Moins de quatre mois après son arrivée au pouvoir, Donald Trump se trouve dans une position difficile, suite aux révélations explosives du Washington Post et du New York Times. Non seulement il aurait partagé des informations confidentielles avec de hauts responsables russes, mais il aurait également tenté de mettre fin à l’enquête du FBI sur Michael Flynn. Depuis, un seul mot revient : la destitution.

Il faut dire que pour la première fois, les Américains semblent plus favorables à cette possibilité. D’après un sondage réalisé par l’entreprise Public Policy Polling, liée au parti démocrate, 48 % des Américains soutiennent désormais la destitution de Trump alors que 41 % y sont opposés. Ils ne sont plus que 43 % à penser que Trump ira au bout de son mandat de président.

Les Démocrates s’énervent

Les Américains ne sont pas les seuls à faire entendre leur voix. Certains élus démocrates estiment qu’un cap a été franchi et parlent à présent ouvertement de destitution. « Cela aide à sceller le dossier » de la destitution, s’est réjoui Maxine Waters, député californienne. D’après l’élu texan Joaquin Castro, le Congrès « prendrait probablement le chemin de la destitution », si les faits étaient avérés.

«  Plus que jamais, nous avons besoin d’un procureur spécial pour déterminer s’il y a eu une collusion entre la campagne Trump et la Russie  », a réagi de son côté Bernie Sanders, qui veut avoir le fin mot de l’histoire.

«  J’ai été réfractaire aux discussions sur la destitution jusqu’à présent, mais si le mémo de Comey est véridique – et Comey est très crédible –, nous sommes dans une nouvelle donne  », a tweeté l’ancien conseiller de Barack Obama, David Axelrod, qui estime que ces dernières révélations pourraient «  conduire à la fin  » de la présidence Trump.

Pour Robert Reich, qui fut secrétaire au Travail sous Bill Clinton, « il ne s’agit pas de savoir s’il y a suffisamment d’éléments pour destituer Trump », mais plutôt de savoir « quand » cela arrivera. « La loi est suffisamment claire. Si Trump a viré Comey pour éviter une enquête sur lui, c’est une obstruction à la justice - un crime qui peut le faire destituer », a-t-il expliqué, ajoutant que ce moment arriverait lorsque les Républicains « feront passer la loyauté aux Etats-Unis avant la loyauté à leur parti ».

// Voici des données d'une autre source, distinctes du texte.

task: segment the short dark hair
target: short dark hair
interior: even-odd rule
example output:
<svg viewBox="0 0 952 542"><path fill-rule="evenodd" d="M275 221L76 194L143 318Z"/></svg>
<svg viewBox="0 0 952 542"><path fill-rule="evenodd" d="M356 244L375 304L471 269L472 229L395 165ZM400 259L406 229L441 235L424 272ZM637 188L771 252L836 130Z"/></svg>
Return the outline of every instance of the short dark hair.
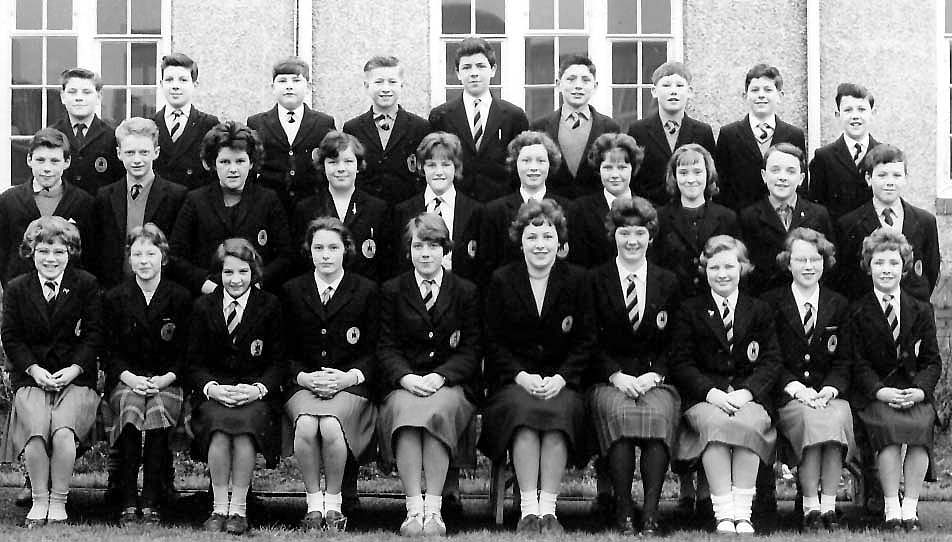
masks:
<svg viewBox="0 0 952 542"><path fill-rule="evenodd" d="M185 53L172 53L163 56L161 69L159 69L159 75L161 77L165 76L165 68L168 68L169 66L185 68L192 76L192 81L198 81L198 64Z"/></svg>
<svg viewBox="0 0 952 542"><path fill-rule="evenodd" d="M585 55L569 55L562 62L559 62L559 77L561 78L565 70L571 66L585 66L588 71L592 72L592 77L595 77L595 63Z"/></svg>
<svg viewBox="0 0 952 542"><path fill-rule="evenodd" d="M209 169L214 169L219 151L225 148L247 152L255 166L264 158L264 145L258 133L237 121L226 120L205 134L202 138L202 161Z"/></svg>
<svg viewBox="0 0 952 542"><path fill-rule="evenodd" d="M30 140L30 150L27 154L32 155L33 151L39 147L62 149L63 159L69 159L69 138L56 128L40 128L37 130L33 134L33 139Z"/></svg>
<svg viewBox="0 0 952 542"><path fill-rule="evenodd" d="M843 96L851 96L857 100L866 100L869 102L869 107L876 107L876 99L873 98L873 93L869 91L868 88L863 85L858 85L856 83L840 83L836 86L836 108L840 108L840 100L843 99Z"/></svg>
<svg viewBox="0 0 952 542"><path fill-rule="evenodd" d="M92 81L93 86L96 87L96 92L102 90L102 78L99 77L98 73L92 70L87 70L86 68L68 68L63 70L60 73L60 87L62 87L63 90L66 90L66 83L68 83L70 79L86 79Z"/></svg>
<svg viewBox="0 0 952 542"><path fill-rule="evenodd" d="M454 59L456 69L459 70L461 58L478 54L483 54L486 60L489 61L489 65L496 67L496 50L492 48L488 41L483 38L466 38L459 42L459 47L456 49L456 58Z"/></svg>
<svg viewBox="0 0 952 542"><path fill-rule="evenodd" d="M783 77L780 75L780 70L777 69L776 66L755 64L753 68L747 70L747 75L744 77L744 92L747 91L751 81L761 77L773 80L774 85L777 86L777 90L783 90Z"/></svg>

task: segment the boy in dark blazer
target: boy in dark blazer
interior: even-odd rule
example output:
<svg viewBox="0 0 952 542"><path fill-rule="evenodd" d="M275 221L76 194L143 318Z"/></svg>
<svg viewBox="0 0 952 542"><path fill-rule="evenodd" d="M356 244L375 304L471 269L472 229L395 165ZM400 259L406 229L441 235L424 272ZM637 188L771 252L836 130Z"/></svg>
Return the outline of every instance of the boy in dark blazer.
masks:
<svg viewBox="0 0 952 542"><path fill-rule="evenodd" d="M357 186L396 205L423 189L414 153L430 123L400 106L403 66L392 56L375 56L364 64L364 89L373 105L344 123L344 132L364 146L366 167Z"/></svg>
<svg viewBox="0 0 952 542"><path fill-rule="evenodd" d="M777 117L783 78L774 66L757 64L744 80L749 113L721 128L715 161L721 180L720 202L739 213L766 189L760 177L764 153L777 143L792 143L806 152L803 130Z"/></svg>
<svg viewBox="0 0 952 542"><path fill-rule="evenodd" d="M126 119L116 128L126 178L99 189L93 207L96 235L86 243L87 250L93 249L92 268L103 288L121 283L130 271L126 236L149 222L171 234L185 201L184 186L166 181L152 169L160 154L158 138L155 122L141 117Z"/></svg>
<svg viewBox="0 0 952 542"><path fill-rule="evenodd" d="M318 178L314 149L331 130L334 118L304 103L310 68L300 58L279 61L271 69L271 92L277 104L269 111L248 117L248 127L264 144L258 182L278 194L284 212L315 193Z"/></svg>
<svg viewBox="0 0 952 542"><path fill-rule="evenodd" d="M834 221L872 196L860 164L866 153L879 145L869 134L875 104L864 86L840 83L836 87L836 119L843 133L813 154L809 190L809 198L825 205Z"/></svg>
<svg viewBox="0 0 952 542"><path fill-rule="evenodd" d="M651 74L651 96L658 100L658 112L633 122L628 128L628 135L645 149L645 160L632 179L632 189L655 207L670 199L665 171L674 149L697 143L711 154L716 150L711 126L692 119L685 112L694 96L691 79L691 72L681 62L658 66Z"/></svg>
<svg viewBox="0 0 952 542"><path fill-rule="evenodd" d="M430 111L433 130L449 132L463 144L463 194L487 202L513 191L506 171L506 148L529 129L529 119L518 106L492 95L496 52L482 38L467 38L456 50L456 76L462 97Z"/></svg>
<svg viewBox="0 0 952 542"><path fill-rule="evenodd" d="M66 117L51 127L69 137L71 158L63 179L95 196L101 187L125 175L116 156L115 128L96 114L102 102L102 79L85 68L70 68L60 74L60 85Z"/></svg>
<svg viewBox="0 0 952 542"><path fill-rule="evenodd" d="M562 106L532 122L532 129L549 134L562 151L562 167L548 180L553 194L570 200L598 192L601 187L598 170L593 170L586 156L598 136L618 132L621 128L589 104L598 88L595 63L582 55L572 55L559 65L556 85L562 94Z"/></svg>
<svg viewBox="0 0 952 542"><path fill-rule="evenodd" d="M202 165L200 150L202 138L218 124L218 117L192 105L198 64L184 53L162 57L161 85L166 106L153 117L162 149L153 162L156 175L189 190L214 182L215 175Z"/></svg>

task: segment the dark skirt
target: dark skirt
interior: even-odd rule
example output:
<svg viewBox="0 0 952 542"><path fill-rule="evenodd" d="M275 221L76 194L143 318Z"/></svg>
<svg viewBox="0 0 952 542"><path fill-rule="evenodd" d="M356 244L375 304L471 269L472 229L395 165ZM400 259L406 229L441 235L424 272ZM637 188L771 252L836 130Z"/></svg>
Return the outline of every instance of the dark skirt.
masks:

Les Républicains demandent des explications

Si, du côté des Républicains, personne ne parle encore de destitution, il semble que les esprits s’échauffent. Le sénateur Lindsey Graham presse l’ancien directeur du FBI, James Comy, de venir raconter publiquement « sa version de l’histoire » devant la commission judiciaire du Sénat.

Le président républicain de la commission de surveillance du travail gouvernemental, Jason Chaffetz, va encore plus loin. Dans une lettre adressée au directeur par intérim du FBI, il demande à voir « tous les mémos, notes, résumés et enregistrements relatifs à une quelconque communication entre Comey et le Président » d’ici le 24 mai.

Le Sénateur John McCain, qui a déjà été fortement critiqué Trump par le passé, estime quant à lui que toutes ces affaires ont désormais « atteint la taille et l’importance du Watergate ».